Les repères par type d'établissement

Le food cost et la masse salariale se compensent souvent : la restauration rapide a une matière plus chère mais une main-d'œuvre légère ; le gastronomique a une matière maîtrisée mais beaucoup de personnel. Résultat, le prime cost converge vers une zone proche d'un concept à l'autre — souvent 55 à 66 %, avec un gastronomique qui assume volontairement plus haut, compensé par un ticket moyen élevé. Situe-toi par rapport à ta catégorie, pas par rapport à une moyenne abstraite.

Comment le faire baisser

Côté matière : standardise tes fiches techniques pour que le coût réel colle au théorique, traque les hausses fournisseurs et vérifie que le livré correspond au facturé. Côté personnel : cale les plannings sur la vraie courbe d'affluence, heure par heure, et mesure le CA HT par heure travaillée. Attention au piège : couper trop le personnel dégrade le service et fait fuir les clients — l'objectif, c'est de calibrer, pas de sabrer.

Questions fréquentes

Prime cost : vos questions

Pourquoi inclure les charges patronales dans la masse salariale ?

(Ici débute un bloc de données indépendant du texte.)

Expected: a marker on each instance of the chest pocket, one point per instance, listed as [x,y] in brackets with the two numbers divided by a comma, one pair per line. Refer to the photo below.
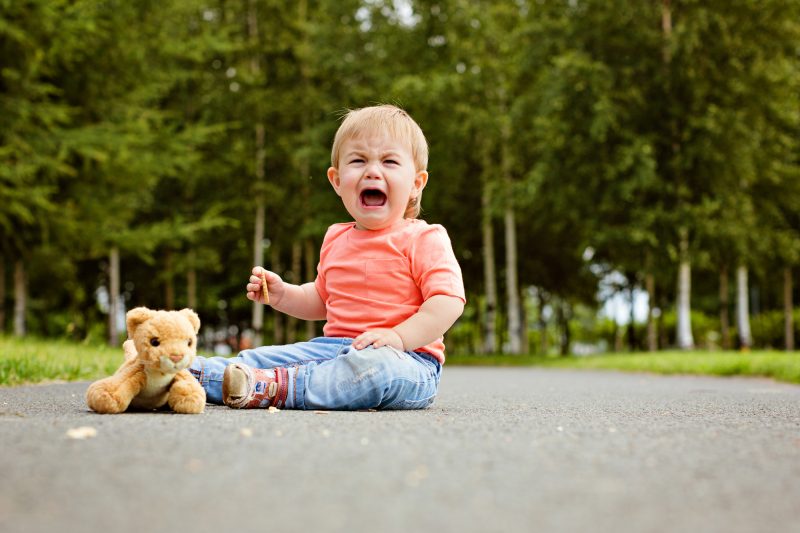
[390,280]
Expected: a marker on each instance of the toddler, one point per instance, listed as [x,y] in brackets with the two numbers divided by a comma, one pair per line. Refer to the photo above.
[387,284]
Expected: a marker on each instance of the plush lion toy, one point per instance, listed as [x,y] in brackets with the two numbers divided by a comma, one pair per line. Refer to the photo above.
[161,347]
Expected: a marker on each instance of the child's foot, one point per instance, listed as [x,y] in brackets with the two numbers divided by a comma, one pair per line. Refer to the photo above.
[244,387]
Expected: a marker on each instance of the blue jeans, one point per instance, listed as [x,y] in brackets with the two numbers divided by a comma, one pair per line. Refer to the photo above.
[328,373]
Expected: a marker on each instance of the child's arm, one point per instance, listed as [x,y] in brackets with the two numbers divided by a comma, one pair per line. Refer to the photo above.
[299,301]
[434,318]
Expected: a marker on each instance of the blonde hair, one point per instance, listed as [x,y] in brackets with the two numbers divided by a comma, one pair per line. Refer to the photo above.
[389,120]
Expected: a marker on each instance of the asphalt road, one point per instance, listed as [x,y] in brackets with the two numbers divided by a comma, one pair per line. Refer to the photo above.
[500,450]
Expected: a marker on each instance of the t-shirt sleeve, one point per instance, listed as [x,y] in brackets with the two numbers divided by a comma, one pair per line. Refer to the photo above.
[319,283]
[434,265]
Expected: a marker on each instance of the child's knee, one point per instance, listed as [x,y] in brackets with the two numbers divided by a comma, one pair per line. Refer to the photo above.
[373,363]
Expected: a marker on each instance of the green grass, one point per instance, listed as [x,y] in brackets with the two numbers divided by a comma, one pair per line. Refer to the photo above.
[781,366]
[32,360]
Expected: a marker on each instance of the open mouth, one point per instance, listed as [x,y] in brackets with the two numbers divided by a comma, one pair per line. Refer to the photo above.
[373,198]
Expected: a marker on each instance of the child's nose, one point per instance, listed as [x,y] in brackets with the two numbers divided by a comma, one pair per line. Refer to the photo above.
[373,170]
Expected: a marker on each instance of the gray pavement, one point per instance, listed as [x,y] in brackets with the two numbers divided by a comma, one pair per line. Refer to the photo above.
[500,450]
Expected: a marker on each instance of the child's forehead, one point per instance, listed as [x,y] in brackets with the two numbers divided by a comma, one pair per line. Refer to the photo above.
[377,141]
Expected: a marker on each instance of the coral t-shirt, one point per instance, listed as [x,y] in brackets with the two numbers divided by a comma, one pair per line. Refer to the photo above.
[377,279]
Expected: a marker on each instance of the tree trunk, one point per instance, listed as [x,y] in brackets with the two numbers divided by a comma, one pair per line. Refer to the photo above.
[543,341]
[524,338]
[489,273]
[512,288]
[311,275]
[724,303]
[169,287]
[788,310]
[685,338]
[191,282]
[2,294]
[632,341]
[277,318]
[650,287]
[743,309]
[564,314]
[113,296]
[291,322]
[20,299]
[258,233]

Parce que c'est un coût réel que tu payes. En France, les charges patronales représentent souvent 35 à 45 % au-dessus du salaire brut selon les statuts. Si tu ne les inclus pas, tu sous-estimes ta masse salariale et tu te crois plus rentable que tu ne l'es. Le prime cost sans charges est une illusion comptable.

Quelle différence entre prime cost et marge brute ?

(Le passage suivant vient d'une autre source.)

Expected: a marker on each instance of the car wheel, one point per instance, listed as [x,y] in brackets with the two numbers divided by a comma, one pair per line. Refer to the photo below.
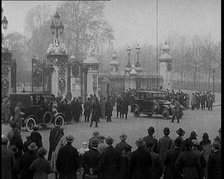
[165,113]
[47,117]
[30,123]
[59,121]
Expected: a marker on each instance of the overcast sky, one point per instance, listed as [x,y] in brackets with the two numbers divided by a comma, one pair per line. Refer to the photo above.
[134,21]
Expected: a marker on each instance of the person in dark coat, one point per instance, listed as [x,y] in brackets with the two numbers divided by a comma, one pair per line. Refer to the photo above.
[40,166]
[87,110]
[157,167]
[214,162]
[170,171]
[68,160]
[120,146]
[119,101]
[55,135]
[26,159]
[188,162]
[150,139]
[141,162]
[111,161]
[7,160]
[125,162]
[124,107]
[92,160]
[164,144]
[109,109]
[36,137]
[17,141]
[96,113]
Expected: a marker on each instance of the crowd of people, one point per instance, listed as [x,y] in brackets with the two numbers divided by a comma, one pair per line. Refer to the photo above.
[99,158]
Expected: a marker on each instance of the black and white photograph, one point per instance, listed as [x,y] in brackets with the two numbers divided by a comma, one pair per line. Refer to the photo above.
[111,89]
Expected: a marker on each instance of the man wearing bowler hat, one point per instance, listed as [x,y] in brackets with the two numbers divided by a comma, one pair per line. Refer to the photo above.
[68,160]
[111,160]
[150,139]
[164,144]
[120,146]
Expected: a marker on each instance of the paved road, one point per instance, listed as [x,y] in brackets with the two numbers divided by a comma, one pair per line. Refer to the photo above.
[201,121]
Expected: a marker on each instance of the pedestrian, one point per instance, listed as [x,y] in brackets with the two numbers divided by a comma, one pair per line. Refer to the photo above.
[87,110]
[188,162]
[176,110]
[92,161]
[55,136]
[164,144]
[36,137]
[26,160]
[40,166]
[111,161]
[214,161]
[7,160]
[120,146]
[170,171]
[141,161]
[67,162]
[96,113]
[150,139]
[157,167]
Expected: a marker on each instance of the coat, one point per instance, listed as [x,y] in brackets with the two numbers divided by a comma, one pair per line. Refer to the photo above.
[163,146]
[41,168]
[26,159]
[151,140]
[92,160]
[55,136]
[111,160]
[7,163]
[214,165]
[189,164]
[170,171]
[140,164]
[67,161]
[157,167]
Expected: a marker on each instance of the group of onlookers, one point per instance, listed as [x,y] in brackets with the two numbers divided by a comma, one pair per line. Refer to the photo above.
[179,158]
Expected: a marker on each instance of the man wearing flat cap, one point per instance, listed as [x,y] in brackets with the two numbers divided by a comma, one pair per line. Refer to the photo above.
[92,160]
[150,139]
[141,161]
[120,146]
[7,160]
[111,160]
[68,159]
[214,161]
[164,144]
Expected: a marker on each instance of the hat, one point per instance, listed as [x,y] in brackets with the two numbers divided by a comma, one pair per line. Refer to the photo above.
[166,130]
[41,152]
[151,129]
[32,146]
[123,136]
[4,140]
[109,140]
[140,142]
[205,136]
[94,143]
[180,132]
[178,142]
[216,144]
[96,133]
[69,138]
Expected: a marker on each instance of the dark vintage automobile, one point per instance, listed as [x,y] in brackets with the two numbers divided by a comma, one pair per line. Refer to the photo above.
[152,103]
[37,109]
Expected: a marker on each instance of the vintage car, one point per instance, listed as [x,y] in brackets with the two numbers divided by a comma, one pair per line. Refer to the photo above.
[152,103]
[37,109]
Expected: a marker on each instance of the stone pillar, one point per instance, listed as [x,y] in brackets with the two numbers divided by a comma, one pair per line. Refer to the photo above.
[92,65]
[166,67]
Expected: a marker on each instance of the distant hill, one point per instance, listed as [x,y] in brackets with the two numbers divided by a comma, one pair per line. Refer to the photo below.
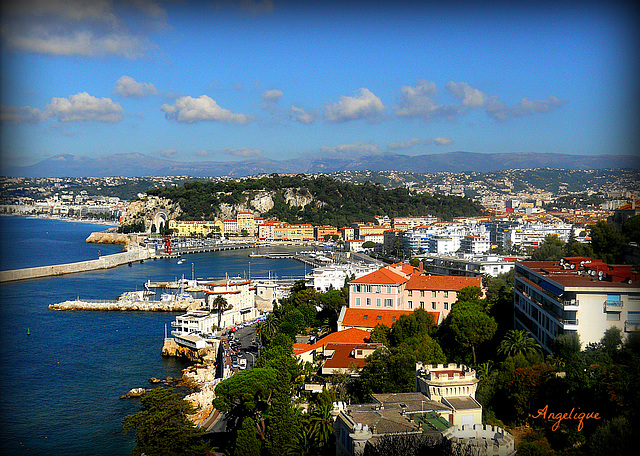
[134,164]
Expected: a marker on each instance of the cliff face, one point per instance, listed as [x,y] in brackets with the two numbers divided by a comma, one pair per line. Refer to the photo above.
[145,209]
[256,202]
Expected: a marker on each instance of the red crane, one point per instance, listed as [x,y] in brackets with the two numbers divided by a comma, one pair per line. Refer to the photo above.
[167,245]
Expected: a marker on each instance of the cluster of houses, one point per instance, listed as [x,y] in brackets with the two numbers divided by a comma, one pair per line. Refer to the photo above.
[414,235]
[579,295]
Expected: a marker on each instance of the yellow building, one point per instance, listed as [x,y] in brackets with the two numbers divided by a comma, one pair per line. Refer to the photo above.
[246,221]
[196,228]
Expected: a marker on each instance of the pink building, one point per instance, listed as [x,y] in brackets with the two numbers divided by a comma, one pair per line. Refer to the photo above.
[436,293]
[401,287]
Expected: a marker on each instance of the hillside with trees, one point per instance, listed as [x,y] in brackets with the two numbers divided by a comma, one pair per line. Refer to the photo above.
[331,202]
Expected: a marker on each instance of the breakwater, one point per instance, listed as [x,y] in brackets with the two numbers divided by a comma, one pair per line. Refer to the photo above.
[103,262]
[124,305]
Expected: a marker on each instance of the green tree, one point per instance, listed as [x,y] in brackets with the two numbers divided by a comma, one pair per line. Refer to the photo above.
[607,242]
[518,341]
[631,229]
[551,249]
[281,423]
[471,326]
[221,305]
[163,428]
[322,427]
[247,441]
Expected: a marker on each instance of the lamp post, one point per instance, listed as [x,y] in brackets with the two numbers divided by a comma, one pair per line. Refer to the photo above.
[253,362]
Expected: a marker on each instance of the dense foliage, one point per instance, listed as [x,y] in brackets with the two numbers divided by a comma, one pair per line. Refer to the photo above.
[162,426]
[334,203]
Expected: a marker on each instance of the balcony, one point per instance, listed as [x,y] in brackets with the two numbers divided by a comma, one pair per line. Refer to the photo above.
[613,306]
[571,304]
[570,324]
[631,326]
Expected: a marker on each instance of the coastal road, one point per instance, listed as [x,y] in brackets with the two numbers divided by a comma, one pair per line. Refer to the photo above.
[246,349]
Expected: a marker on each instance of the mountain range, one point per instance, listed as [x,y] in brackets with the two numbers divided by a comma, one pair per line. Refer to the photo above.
[134,164]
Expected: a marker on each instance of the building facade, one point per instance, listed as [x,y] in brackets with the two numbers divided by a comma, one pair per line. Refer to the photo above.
[575,295]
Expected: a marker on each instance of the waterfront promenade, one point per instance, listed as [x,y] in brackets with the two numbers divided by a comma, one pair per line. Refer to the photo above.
[103,262]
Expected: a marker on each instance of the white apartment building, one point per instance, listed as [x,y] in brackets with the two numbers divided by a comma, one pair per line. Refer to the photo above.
[468,265]
[475,243]
[532,235]
[325,278]
[575,295]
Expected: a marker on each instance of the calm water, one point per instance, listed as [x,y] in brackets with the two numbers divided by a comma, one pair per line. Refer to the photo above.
[60,385]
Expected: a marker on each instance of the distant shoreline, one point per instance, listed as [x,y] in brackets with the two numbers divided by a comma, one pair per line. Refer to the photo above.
[65,219]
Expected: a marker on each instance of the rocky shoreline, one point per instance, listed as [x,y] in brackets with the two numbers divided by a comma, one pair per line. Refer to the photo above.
[132,306]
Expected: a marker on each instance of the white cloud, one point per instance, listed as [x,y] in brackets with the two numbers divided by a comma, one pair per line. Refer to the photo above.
[188,110]
[129,87]
[418,101]
[442,141]
[78,27]
[403,145]
[168,153]
[80,43]
[77,10]
[364,105]
[302,116]
[242,152]
[470,97]
[354,149]
[20,114]
[84,107]
[525,107]
[272,95]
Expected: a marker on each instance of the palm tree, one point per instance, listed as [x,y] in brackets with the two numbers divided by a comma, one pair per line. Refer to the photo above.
[221,305]
[518,341]
[322,424]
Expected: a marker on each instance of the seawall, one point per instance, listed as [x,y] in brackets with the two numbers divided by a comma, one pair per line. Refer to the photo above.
[104,262]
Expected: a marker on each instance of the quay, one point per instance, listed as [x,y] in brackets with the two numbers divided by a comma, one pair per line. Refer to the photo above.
[177,251]
[103,262]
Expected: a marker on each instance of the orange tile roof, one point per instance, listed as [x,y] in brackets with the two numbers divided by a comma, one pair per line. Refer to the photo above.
[342,358]
[381,276]
[351,335]
[449,283]
[369,318]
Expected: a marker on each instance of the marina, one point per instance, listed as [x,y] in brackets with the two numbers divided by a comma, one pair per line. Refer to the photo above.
[76,365]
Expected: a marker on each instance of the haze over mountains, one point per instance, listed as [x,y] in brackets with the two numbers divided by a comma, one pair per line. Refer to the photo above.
[131,165]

Le prime cost te dit ce qu'il reste avant les frais fixes (loyer, énergie, assurances, comptable). La marge nette, ce qui reste après. Le prime cost est donc un signal d'alerte en temps réel, plus pratique à suivre chaque semaine qu'un compte de résultat annuel — et c'est pour ça qu'il prédit la rentabilité.

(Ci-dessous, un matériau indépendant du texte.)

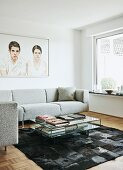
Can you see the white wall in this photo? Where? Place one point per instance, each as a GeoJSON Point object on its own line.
{"type": "Point", "coordinates": [86, 47]}
{"type": "Point", "coordinates": [64, 55]}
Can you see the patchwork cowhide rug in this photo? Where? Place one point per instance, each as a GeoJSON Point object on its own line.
{"type": "Point", "coordinates": [74, 152]}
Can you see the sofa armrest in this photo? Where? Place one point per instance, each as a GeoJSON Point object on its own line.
{"type": "Point", "coordinates": [82, 95]}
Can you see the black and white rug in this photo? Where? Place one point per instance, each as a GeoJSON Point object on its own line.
{"type": "Point", "coordinates": [75, 152]}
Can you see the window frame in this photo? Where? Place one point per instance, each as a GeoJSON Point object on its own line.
{"type": "Point", "coordinates": [94, 53]}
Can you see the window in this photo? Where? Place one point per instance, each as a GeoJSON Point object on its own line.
{"type": "Point", "coordinates": [108, 58]}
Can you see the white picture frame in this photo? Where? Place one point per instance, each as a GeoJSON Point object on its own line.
{"type": "Point", "coordinates": [23, 56]}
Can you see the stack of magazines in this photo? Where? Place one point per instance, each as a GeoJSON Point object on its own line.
{"type": "Point", "coordinates": [52, 120]}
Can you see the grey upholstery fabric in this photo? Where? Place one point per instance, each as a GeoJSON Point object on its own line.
{"type": "Point", "coordinates": [66, 93]}
{"type": "Point", "coordinates": [29, 96]}
{"type": "Point", "coordinates": [52, 94]}
{"type": "Point", "coordinates": [72, 106]}
{"type": "Point", "coordinates": [20, 112]}
{"type": "Point", "coordinates": [82, 95]}
{"type": "Point", "coordinates": [5, 95]}
{"type": "Point", "coordinates": [8, 123]}
{"type": "Point", "coordinates": [33, 110]}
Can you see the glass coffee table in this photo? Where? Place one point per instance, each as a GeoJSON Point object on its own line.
{"type": "Point", "coordinates": [81, 125]}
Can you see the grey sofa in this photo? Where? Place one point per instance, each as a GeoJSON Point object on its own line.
{"type": "Point", "coordinates": [8, 123]}
{"type": "Point", "coordinates": [34, 102]}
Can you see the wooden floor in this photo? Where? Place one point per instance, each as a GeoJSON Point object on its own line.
{"type": "Point", "coordinates": [13, 159]}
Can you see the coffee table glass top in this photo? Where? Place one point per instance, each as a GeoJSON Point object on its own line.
{"type": "Point", "coordinates": [71, 126]}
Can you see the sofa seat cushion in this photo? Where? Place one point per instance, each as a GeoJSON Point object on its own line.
{"type": "Point", "coordinates": [72, 106]}
{"type": "Point", "coordinates": [33, 110]}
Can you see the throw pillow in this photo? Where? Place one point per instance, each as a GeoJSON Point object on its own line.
{"type": "Point", "coordinates": [66, 93]}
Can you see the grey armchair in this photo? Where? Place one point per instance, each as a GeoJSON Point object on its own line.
{"type": "Point", "coordinates": [8, 124]}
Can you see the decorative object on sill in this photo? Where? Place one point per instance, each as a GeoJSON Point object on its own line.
{"type": "Point", "coordinates": [108, 84]}
{"type": "Point", "coordinates": [109, 91]}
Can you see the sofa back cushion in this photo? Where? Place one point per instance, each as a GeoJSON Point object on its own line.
{"type": "Point", "coordinates": [29, 96]}
{"type": "Point", "coordinates": [5, 95]}
{"type": "Point", "coordinates": [52, 94]}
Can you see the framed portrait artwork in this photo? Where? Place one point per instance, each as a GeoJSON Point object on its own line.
{"type": "Point", "coordinates": [22, 56]}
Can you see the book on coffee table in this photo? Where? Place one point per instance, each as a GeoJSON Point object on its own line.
{"type": "Point", "coordinates": [57, 122]}
{"type": "Point", "coordinates": [77, 116]}
{"type": "Point", "coordinates": [72, 116]}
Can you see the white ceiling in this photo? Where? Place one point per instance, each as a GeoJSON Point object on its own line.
{"type": "Point", "coordinates": [60, 13]}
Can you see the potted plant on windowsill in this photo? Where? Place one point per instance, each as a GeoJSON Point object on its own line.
{"type": "Point", "coordinates": [108, 84]}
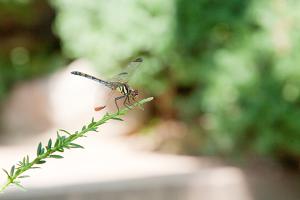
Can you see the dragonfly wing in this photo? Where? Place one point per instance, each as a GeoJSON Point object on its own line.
{"type": "Point", "coordinates": [126, 74]}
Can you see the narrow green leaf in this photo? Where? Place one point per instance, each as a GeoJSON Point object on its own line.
{"type": "Point", "coordinates": [56, 142]}
{"type": "Point", "coordinates": [42, 150]}
{"type": "Point", "coordinates": [56, 156]}
{"type": "Point", "coordinates": [40, 162]}
{"type": "Point", "coordinates": [12, 170]}
{"type": "Point", "coordinates": [39, 149]}
{"type": "Point", "coordinates": [24, 176]}
{"type": "Point", "coordinates": [65, 131]}
{"type": "Point", "coordinates": [49, 144]}
{"type": "Point", "coordinates": [6, 172]}
{"type": "Point", "coordinates": [74, 145]}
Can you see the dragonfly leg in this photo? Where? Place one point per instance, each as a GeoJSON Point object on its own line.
{"type": "Point", "coordinates": [116, 101]}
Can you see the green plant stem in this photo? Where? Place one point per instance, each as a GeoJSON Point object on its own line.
{"type": "Point", "coordinates": [62, 143]}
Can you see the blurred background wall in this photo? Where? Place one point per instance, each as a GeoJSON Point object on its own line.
{"type": "Point", "coordinates": [225, 74]}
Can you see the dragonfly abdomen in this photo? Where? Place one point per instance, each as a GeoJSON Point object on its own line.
{"type": "Point", "coordinates": [124, 89]}
{"type": "Point", "coordinates": [92, 78]}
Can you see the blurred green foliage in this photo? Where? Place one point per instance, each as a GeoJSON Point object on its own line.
{"type": "Point", "coordinates": [230, 68]}
{"type": "Point", "coordinates": [27, 46]}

Mon prime cost est à 62 %, c'est normal ?

Ça dépend de ton type d'établissement. Pour une brasserie, c'est dans la fourchette (60-66 %). Pour une restauration rapide (cible 55-62 %), c'est en limite haute. Repère-toi sur ta catégorie, puis agis sur l'un des deux postes : réduire le food cost de quelques points, ou resserrer la masse salariale via un planning mieux calé sur l'affluence réelle.

Sur un mois ou une année ?

Les deux. Mensuellement, tu repères vite les dérives (un mois creux, une hausse fournisseur). Annuellement, tu vérifies la tendance, saisonnalité lissée. Le meilleur réflexe reste de le suivre chaque semaine pendant le service, pour corriger avant que les pertes s'accumulent.